El cementerio de Czernowitz


En 1930, en el último censo previo a la guerra, la composición étnica de Czernowitz / Chernivtsi, la capital de Bucovina y la ciudad comercial más oriental del antiguo Imperio Austro-Húngaro –llamada tanto «pequeña Viena» como «Jerusalén del Prut»– era como sigue: 27% judíos, 23% de rumanos, 21% alemanes, 18% ucranianos y el resto polacos, húngaros, rutenos, checos, italianos, griegos y aun otras ciudadanías testimoniales. Y a pesar de que la Segunda Guerra Mundial convirtió a esta polícroma babel en algo mucho más gris, con todo, el cementerio, que siempre refleja las condiciones de dos o tres generaciones atrás, revela la convivencia y hasta podríamos decir en muchos casos, la coalescencia, de todos esos pueblos. No es raro ver en la misma tumba juntos nombres ucranianos y polacos, o un epitafio en alemán para un difunto rumano.



El cementerio judío solo está separado del cristiano por un camino estrecho, por lo que al salir de uno se entra inmediatamente en el otro, facilitando así el paso a los antiguos ciudadanos de Czernowitz, que por lo general tenían antepasados en ambos cementerios.




La cúpula funeraria judía otea los dos cementerios y es visible desde cualquier punto de ambos, formando puntos de vista peculiares desde las sepulturas. Parece haber sobrevivido a la guerra relativamente intacta, y su decadencia se puede fechar en las últimas décadas, ya que los habitantes de la Jerusalén-del-Prut transfirieron su sede a la Jerusalén-del-Cedrón.



Un muro de la memoria, erigido con fragmentos de lápidas, permanece de pie junto a la cúpula.

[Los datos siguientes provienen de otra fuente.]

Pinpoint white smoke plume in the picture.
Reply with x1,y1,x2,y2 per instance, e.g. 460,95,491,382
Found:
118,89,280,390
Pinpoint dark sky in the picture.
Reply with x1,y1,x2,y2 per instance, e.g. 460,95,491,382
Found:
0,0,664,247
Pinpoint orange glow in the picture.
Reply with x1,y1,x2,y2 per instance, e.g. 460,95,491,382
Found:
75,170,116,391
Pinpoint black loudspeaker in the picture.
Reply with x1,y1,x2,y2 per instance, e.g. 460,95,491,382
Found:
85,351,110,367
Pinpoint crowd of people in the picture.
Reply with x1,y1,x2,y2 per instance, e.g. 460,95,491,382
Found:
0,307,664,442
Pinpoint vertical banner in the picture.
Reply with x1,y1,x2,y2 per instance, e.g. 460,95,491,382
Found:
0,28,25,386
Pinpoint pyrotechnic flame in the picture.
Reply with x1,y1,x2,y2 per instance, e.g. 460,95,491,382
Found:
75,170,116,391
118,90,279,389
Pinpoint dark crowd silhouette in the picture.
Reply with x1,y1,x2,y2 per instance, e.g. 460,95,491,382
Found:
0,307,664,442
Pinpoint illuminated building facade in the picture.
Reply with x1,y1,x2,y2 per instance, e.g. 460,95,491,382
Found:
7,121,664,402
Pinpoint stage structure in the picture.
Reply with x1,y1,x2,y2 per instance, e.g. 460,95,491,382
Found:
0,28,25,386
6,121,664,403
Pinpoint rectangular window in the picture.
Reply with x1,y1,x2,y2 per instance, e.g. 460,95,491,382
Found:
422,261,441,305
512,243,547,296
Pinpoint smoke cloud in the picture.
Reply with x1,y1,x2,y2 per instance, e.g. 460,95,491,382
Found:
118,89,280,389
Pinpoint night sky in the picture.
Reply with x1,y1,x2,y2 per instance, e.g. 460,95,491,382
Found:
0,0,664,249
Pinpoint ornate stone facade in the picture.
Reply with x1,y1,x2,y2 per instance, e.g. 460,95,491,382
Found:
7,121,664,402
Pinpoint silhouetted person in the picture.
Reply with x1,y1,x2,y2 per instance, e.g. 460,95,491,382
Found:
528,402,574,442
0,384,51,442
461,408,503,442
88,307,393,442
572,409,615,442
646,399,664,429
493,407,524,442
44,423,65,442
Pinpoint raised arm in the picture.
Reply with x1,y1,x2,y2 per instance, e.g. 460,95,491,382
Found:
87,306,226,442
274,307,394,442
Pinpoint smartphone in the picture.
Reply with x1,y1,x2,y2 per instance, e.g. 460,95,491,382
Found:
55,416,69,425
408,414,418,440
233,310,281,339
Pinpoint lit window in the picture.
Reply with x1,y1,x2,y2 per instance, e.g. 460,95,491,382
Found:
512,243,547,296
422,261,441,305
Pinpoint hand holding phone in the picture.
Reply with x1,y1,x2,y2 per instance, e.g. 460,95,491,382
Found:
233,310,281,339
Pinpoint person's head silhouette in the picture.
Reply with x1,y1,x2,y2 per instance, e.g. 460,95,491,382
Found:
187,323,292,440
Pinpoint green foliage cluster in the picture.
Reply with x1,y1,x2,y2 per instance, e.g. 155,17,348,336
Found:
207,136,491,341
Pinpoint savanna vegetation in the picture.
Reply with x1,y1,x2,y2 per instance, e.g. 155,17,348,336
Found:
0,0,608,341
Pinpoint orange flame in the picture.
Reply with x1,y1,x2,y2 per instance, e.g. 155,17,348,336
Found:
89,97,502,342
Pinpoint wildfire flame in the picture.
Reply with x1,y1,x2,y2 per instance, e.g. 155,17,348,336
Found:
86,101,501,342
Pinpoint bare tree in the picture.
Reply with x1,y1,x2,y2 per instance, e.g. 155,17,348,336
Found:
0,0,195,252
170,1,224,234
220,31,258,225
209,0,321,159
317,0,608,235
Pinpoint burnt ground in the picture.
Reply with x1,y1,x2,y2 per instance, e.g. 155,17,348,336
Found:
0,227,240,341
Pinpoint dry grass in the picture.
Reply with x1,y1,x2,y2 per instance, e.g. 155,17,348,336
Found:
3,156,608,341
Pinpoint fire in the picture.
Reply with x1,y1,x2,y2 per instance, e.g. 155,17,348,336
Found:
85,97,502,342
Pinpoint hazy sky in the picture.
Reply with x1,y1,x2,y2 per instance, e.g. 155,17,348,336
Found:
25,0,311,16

Las piedras no han sido víctimas de los habituales actos de vandalismo durante la guerra, ya que la mayoría del vasto cementerio está intacto. Están así más bien porque son restos de las viejas lápidas estropeadas –como sugiere una inscripción– que el ayuntamiento trató de preservar de este modo.



Las reliquias judías de Czernowitz bajo la ocupación rumana fueron mucho menos destruidas durante la Segunda Guerra Mundial que las de la vecina Galitzia. La mayoría de la población judía, para quien el alcalde de la ciudad, Traian Popovici, logró obtener la exención de la deportación de Transnistria, también sobrevivió a la guerra. El amplio cementerio que se alarga detrás de la zona funeraria, donde aún hubo entierros tan tarde como los años 70, ha conservado gran cantidad de sus hermosas lápidas. Y la antigua diversidad nacional y étnica de Czernowitz queda bien atestiguada por el hecho de que, al igual que en el cementerio cristiano, también aquí hay inscripciones en alemán, polaco, rumano, ruso, hebreo, yidis y nombres y mezclas por igual.